Autonomic Operation of a Large High Performance On-Line Compute Cluster
Not peer reviewed
MetadataShow full item record
A High-Level Trigger (HLT) system is composed of both hardware and software. Designing the physical layout of the cluster mainly concerns the hardware; node distribution, network layout, estimation of power requirements, defining hardware properties of the nodes and so on. These are to a great extent derived from the processing topology to be used in the software application, which in turn is chosen based on the nature of the data to be processed.
In a project the size of HLT, it is challenging to predict the specifications of the hardware to be bought in the future, while accounting for requirements that may change as the project matures over time. The first part of the thesis is a review and an evaluation of the stages from early design to a fully operational HLT, presented from an instrumentation and software engineering point of view.
Differences between computational science and software engineering became apparent early on. The existing literature on the topic helps to understand the observations, and from this understanding, suggestions for possible improvements that could benefit similar projects in the future are made. Suitable concepts, technology and practices have been identified by researching current trends and looking to other relevant fields of study.

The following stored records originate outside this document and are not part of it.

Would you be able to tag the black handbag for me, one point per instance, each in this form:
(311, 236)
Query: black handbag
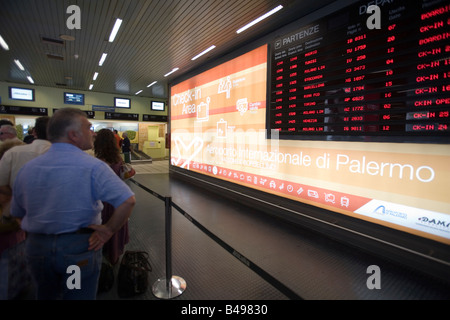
(133, 274)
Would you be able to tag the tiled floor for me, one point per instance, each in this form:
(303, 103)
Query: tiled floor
(311, 265)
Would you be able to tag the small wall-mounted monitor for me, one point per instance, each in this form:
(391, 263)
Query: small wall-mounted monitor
(158, 106)
(74, 98)
(122, 103)
(25, 94)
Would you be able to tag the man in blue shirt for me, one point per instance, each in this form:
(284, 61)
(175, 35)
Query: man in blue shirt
(58, 196)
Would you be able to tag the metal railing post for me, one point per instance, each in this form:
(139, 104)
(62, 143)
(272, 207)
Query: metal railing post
(170, 286)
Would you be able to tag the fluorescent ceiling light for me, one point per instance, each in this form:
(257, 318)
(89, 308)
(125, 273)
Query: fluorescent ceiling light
(102, 59)
(260, 18)
(115, 30)
(19, 65)
(3, 44)
(202, 53)
(176, 69)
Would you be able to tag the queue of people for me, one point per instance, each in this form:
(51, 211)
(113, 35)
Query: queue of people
(72, 208)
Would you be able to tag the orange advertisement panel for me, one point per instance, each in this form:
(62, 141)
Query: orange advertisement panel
(218, 128)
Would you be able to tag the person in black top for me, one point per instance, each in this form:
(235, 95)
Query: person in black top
(126, 148)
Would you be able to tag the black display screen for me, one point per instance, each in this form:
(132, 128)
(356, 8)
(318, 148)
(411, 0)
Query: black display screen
(341, 78)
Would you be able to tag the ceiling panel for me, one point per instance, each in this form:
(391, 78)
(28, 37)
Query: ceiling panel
(155, 37)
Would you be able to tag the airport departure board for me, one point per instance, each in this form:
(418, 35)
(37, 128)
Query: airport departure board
(342, 78)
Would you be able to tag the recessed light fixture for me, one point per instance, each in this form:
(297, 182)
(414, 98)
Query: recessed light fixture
(260, 18)
(116, 27)
(102, 59)
(67, 37)
(3, 44)
(17, 62)
(202, 53)
(173, 70)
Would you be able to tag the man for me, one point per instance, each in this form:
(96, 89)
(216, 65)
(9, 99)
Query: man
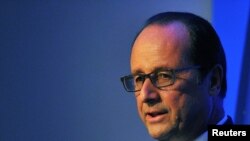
(178, 76)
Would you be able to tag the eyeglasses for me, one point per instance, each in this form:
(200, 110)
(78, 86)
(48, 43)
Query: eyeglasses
(160, 79)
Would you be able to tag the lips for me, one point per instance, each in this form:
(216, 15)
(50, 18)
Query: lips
(156, 116)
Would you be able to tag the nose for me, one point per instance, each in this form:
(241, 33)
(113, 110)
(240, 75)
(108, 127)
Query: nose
(150, 93)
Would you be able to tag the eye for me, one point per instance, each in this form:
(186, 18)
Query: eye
(164, 75)
(138, 78)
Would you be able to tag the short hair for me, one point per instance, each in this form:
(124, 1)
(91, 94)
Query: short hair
(206, 47)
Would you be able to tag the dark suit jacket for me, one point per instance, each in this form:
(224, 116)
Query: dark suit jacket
(229, 121)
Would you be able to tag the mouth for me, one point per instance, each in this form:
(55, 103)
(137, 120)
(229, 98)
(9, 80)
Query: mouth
(156, 116)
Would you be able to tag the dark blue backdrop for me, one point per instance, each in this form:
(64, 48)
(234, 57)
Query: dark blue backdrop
(60, 67)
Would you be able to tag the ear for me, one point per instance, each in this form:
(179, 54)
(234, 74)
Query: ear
(216, 77)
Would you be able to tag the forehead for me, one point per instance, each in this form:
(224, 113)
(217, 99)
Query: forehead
(161, 46)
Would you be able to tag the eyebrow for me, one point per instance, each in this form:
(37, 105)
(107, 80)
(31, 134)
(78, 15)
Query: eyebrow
(157, 69)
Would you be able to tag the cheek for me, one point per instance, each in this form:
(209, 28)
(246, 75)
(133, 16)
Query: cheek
(139, 107)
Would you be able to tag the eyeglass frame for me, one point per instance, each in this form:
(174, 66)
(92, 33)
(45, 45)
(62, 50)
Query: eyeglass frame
(150, 76)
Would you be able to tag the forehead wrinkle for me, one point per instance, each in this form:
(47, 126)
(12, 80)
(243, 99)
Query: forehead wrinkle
(150, 42)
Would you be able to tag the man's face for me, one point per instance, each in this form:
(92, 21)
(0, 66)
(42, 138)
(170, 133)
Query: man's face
(181, 108)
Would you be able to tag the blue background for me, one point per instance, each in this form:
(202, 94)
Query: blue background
(61, 62)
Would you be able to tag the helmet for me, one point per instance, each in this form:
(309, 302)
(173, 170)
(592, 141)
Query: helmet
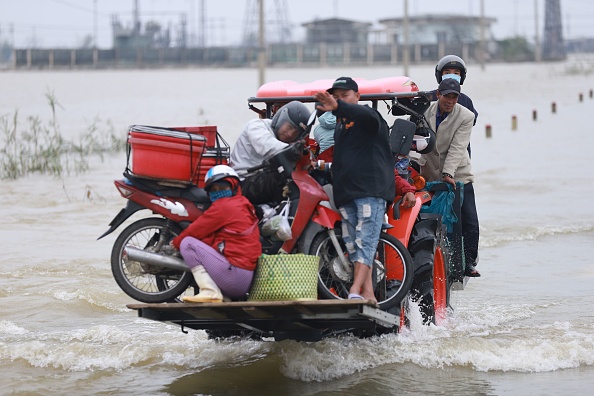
(451, 62)
(423, 140)
(220, 172)
(296, 113)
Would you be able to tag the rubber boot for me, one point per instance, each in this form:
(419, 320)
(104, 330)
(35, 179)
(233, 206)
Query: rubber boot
(209, 291)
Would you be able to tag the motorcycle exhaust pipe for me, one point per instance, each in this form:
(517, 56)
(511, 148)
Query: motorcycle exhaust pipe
(151, 258)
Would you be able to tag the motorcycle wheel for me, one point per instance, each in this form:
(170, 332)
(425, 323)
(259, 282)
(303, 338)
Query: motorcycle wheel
(392, 270)
(441, 287)
(147, 283)
(434, 303)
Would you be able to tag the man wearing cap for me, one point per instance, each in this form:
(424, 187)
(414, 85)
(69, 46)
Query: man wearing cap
(450, 161)
(362, 177)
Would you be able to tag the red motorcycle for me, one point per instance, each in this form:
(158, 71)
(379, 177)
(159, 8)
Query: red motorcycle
(145, 269)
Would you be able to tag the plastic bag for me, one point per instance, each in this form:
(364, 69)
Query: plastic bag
(284, 228)
(278, 225)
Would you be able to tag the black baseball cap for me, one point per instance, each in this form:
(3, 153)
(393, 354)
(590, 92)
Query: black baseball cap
(344, 83)
(449, 85)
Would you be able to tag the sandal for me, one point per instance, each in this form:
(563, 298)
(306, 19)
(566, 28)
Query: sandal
(471, 272)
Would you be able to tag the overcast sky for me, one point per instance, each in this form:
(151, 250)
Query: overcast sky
(66, 23)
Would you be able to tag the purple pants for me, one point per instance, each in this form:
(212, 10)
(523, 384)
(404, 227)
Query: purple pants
(234, 282)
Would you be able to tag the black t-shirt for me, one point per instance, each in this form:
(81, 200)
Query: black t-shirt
(363, 164)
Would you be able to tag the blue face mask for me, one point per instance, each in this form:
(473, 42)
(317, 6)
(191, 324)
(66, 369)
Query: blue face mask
(454, 76)
(214, 195)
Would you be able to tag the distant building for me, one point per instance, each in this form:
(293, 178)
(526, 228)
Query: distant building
(335, 31)
(436, 29)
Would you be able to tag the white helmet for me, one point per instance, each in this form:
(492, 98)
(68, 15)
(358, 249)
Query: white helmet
(295, 113)
(219, 172)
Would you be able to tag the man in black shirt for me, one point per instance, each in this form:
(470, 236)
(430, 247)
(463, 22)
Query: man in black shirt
(362, 174)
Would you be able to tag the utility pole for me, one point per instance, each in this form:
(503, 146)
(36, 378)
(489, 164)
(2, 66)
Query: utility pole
(95, 24)
(261, 44)
(536, 34)
(202, 41)
(405, 55)
(482, 42)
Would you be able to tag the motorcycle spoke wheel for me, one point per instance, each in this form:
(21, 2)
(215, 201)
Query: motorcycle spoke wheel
(392, 270)
(143, 282)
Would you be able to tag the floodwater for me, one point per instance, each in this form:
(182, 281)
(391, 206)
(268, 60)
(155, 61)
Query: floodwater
(525, 327)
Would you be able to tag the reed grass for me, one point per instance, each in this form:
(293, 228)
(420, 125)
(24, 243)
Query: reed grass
(38, 146)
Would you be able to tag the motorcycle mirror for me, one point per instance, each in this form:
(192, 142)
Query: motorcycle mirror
(312, 118)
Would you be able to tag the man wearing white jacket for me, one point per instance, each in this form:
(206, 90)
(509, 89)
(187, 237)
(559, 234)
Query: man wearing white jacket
(449, 161)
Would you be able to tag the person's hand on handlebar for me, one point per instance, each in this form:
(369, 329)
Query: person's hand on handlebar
(409, 200)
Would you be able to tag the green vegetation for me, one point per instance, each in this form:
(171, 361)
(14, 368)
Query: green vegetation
(41, 148)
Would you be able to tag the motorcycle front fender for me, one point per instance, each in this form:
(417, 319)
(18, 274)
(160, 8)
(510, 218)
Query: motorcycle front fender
(326, 217)
(323, 219)
(123, 215)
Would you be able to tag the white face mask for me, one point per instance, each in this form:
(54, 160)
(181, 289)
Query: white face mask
(454, 76)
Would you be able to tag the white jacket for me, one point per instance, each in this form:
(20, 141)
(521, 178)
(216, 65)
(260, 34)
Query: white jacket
(255, 143)
(450, 154)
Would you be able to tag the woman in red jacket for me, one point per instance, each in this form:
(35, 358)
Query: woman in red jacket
(223, 245)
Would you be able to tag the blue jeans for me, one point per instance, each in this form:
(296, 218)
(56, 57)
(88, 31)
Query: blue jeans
(362, 220)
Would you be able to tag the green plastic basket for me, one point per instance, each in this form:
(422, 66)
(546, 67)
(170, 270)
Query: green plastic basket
(285, 277)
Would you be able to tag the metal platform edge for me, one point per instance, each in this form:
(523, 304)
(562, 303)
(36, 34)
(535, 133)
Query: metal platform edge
(268, 317)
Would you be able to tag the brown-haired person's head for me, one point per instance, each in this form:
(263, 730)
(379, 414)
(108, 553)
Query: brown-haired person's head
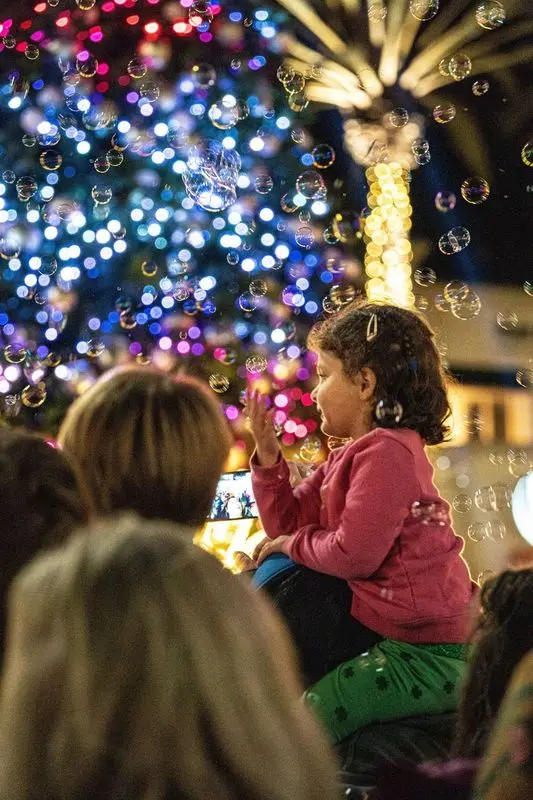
(41, 502)
(396, 348)
(137, 667)
(503, 635)
(148, 442)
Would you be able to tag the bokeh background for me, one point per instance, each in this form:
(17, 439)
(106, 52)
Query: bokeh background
(194, 184)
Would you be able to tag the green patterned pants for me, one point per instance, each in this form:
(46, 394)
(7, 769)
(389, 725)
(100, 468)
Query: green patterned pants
(390, 681)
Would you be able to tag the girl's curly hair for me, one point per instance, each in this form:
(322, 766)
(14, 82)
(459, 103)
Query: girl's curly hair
(399, 346)
(503, 635)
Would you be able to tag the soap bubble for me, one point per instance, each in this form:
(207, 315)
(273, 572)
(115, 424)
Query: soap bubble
(295, 84)
(48, 266)
(376, 12)
(86, 65)
(388, 414)
(341, 295)
(211, 175)
(519, 463)
(223, 116)
(263, 184)
(425, 276)
(478, 531)
(445, 201)
(502, 496)
(248, 302)
(462, 503)
(304, 237)
(444, 113)
(101, 164)
(258, 287)
(256, 364)
(485, 498)
(150, 91)
(527, 154)
(484, 576)
(490, 15)
(310, 185)
(480, 88)
(310, 449)
(495, 529)
(454, 241)
(524, 377)
(15, 353)
(454, 291)
(50, 160)
(149, 268)
(136, 68)
(421, 303)
(32, 53)
(204, 75)
(219, 383)
(323, 156)
(420, 146)
(475, 190)
(292, 296)
(423, 10)
(9, 247)
(460, 66)
(33, 396)
(26, 187)
(298, 135)
(346, 226)
(444, 66)
(466, 307)
(95, 348)
(200, 13)
(127, 320)
(398, 117)
(507, 320)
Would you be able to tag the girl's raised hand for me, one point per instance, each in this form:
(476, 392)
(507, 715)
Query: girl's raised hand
(262, 427)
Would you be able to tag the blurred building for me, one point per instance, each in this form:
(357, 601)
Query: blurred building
(492, 401)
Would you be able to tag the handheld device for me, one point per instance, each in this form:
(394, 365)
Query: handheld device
(234, 498)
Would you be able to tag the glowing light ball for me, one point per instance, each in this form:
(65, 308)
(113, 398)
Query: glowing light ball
(522, 506)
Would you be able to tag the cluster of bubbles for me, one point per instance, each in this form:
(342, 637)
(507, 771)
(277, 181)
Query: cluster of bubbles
(454, 240)
(294, 83)
(458, 66)
(490, 15)
(423, 10)
(211, 175)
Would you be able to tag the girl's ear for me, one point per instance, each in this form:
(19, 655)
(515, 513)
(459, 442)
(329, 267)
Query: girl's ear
(368, 383)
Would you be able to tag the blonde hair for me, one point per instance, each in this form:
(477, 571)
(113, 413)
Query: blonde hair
(139, 669)
(148, 442)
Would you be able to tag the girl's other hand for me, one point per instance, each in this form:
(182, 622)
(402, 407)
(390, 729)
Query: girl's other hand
(262, 428)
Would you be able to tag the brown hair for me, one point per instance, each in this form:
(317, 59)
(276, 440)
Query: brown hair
(41, 501)
(503, 635)
(399, 346)
(151, 673)
(148, 442)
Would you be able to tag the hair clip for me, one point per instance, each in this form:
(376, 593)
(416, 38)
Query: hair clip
(372, 328)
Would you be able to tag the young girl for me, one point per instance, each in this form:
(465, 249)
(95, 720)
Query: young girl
(372, 515)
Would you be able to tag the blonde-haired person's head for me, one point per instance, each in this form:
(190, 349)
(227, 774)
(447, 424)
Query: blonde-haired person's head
(139, 669)
(149, 442)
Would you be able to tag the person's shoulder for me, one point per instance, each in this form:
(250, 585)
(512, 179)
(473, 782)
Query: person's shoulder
(387, 438)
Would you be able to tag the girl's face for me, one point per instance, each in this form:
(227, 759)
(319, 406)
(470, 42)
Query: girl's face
(344, 403)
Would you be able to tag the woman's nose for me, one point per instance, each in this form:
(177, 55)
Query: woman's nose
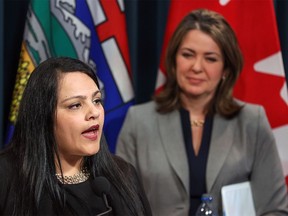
(92, 112)
(197, 65)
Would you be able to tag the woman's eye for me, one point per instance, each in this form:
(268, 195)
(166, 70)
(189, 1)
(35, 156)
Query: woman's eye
(211, 59)
(74, 106)
(98, 101)
(187, 55)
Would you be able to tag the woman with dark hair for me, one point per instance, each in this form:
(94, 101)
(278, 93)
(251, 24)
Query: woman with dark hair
(194, 137)
(57, 157)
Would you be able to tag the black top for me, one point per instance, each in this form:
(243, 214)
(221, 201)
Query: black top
(81, 197)
(197, 164)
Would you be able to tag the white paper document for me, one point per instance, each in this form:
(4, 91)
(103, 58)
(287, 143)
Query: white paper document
(237, 200)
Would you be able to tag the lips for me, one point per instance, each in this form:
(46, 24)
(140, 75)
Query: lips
(91, 133)
(195, 80)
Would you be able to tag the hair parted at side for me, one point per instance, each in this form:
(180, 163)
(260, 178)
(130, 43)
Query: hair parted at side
(214, 25)
(35, 149)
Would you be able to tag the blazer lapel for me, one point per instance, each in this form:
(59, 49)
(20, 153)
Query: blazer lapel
(221, 142)
(172, 140)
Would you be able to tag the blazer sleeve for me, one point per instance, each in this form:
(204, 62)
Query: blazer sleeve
(267, 179)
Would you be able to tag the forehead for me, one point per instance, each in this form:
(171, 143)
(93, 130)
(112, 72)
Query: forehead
(199, 38)
(75, 83)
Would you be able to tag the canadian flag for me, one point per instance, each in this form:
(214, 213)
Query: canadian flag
(262, 80)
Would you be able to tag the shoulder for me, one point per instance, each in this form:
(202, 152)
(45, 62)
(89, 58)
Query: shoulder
(123, 165)
(250, 110)
(149, 106)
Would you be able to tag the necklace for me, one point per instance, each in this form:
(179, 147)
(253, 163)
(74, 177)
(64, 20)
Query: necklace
(77, 178)
(197, 123)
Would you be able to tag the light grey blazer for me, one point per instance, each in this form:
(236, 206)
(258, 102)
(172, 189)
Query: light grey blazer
(241, 149)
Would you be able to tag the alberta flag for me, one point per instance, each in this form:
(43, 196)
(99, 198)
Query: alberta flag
(262, 80)
(93, 31)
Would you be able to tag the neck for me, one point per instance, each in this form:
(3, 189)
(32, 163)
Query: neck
(70, 166)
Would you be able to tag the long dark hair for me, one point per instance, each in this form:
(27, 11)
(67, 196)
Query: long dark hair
(34, 147)
(214, 25)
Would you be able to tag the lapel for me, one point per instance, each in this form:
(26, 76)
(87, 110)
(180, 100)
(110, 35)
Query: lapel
(221, 142)
(173, 143)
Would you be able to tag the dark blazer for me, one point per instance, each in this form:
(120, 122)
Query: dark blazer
(93, 202)
(242, 149)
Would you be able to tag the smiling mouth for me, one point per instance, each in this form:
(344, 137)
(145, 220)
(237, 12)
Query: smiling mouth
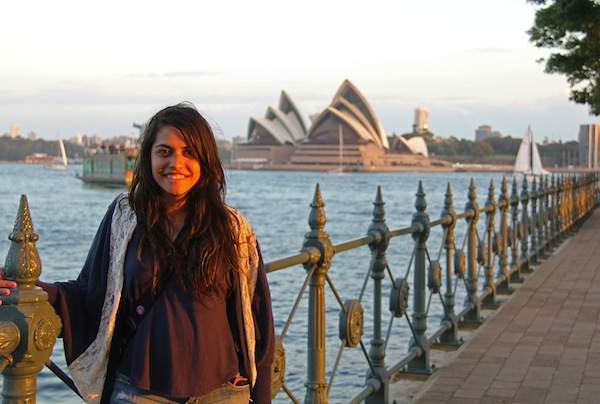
(174, 177)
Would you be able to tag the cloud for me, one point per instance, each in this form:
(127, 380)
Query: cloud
(490, 49)
(174, 75)
(192, 74)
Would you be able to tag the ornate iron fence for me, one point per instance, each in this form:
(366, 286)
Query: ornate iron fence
(519, 230)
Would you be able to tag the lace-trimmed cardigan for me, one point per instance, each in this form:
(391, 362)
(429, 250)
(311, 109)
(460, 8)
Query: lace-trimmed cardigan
(87, 335)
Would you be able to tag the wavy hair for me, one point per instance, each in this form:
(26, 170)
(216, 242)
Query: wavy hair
(203, 254)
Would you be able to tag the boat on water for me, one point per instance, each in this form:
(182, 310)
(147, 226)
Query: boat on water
(62, 163)
(528, 161)
(112, 168)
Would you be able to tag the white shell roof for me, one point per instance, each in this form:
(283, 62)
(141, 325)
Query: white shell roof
(352, 107)
(285, 123)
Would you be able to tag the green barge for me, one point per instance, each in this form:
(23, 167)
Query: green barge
(109, 169)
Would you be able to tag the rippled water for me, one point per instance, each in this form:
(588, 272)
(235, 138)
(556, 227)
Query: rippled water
(66, 213)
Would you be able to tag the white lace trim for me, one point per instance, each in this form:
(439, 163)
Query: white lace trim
(89, 369)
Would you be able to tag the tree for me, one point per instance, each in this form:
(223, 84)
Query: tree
(572, 28)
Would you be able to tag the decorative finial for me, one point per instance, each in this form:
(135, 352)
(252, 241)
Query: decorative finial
(23, 263)
(448, 200)
(491, 193)
(420, 202)
(472, 191)
(378, 207)
(317, 218)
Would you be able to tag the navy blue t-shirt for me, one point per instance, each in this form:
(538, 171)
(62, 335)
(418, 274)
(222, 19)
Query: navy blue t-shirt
(183, 346)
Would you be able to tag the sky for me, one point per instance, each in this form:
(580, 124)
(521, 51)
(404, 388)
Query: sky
(94, 67)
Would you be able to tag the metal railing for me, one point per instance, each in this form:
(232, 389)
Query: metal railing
(520, 229)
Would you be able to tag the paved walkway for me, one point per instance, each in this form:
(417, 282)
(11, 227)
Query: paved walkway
(543, 346)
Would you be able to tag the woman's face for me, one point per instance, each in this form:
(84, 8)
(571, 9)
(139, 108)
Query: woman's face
(174, 167)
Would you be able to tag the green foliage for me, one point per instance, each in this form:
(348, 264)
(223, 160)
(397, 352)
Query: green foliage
(572, 29)
(17, 149)
(499, 151)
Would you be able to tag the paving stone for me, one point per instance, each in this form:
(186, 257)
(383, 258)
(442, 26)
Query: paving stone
(543, 346)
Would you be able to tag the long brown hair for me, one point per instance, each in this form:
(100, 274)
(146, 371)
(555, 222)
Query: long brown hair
(203, 254)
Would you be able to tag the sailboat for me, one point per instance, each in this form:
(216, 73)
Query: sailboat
(61, 165)
(528, 161)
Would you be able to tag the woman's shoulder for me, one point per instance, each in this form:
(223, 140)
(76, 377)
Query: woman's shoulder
(240, 223)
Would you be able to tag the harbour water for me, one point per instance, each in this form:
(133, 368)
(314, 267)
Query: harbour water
(66, 213)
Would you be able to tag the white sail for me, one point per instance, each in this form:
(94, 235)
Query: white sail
(528, 161)
(63, 153)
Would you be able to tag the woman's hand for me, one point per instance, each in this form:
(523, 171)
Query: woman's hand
(5, 286)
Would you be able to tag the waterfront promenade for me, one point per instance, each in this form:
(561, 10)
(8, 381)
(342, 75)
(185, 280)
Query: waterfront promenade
(543, 346)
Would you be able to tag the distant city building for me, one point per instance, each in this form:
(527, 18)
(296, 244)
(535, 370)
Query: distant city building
(77, 139)
(589, 146)
(15, 131)
(421, 122)
(485, 132)
(238, 139)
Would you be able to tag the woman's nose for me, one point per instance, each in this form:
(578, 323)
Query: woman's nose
(176, 160)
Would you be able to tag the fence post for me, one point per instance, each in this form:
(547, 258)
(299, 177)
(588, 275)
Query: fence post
(317, 237)
(28, 324)
(525, 227)
(380, 230)
(419, 317)
(516, 234)
(553, 211)
(504, 270)
(450, 336)
(473, 316)
(487, 248)
(533, 196)
(541, 217)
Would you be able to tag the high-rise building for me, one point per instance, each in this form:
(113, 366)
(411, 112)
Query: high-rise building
(485, 132)
(421, 123)
(589, 146)
(15, 131)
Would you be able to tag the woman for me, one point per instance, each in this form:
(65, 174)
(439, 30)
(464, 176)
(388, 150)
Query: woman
(172, 304)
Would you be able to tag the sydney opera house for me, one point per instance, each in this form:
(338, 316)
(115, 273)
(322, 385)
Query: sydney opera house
(346, 135)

The solutions that could be implemented and evaluated during the course of the work on the thesis, are verified in prototypes. Autonomic computing has been an important inspiration as well as the management specifications from the Distributed Management Task Force (DMTF). A general observation is that there seems to be much that potentially could be learned from software engineering, a field that has been working on large scale software systems for a long time. Although one must be cautious and critical in what is adopted, since not everything will apply. It goes without saying, that scientific computing has its own contributions to the generic computing field. The prototypes are described in the last part of the thesis, where also the acceptance criteria and other results can be found.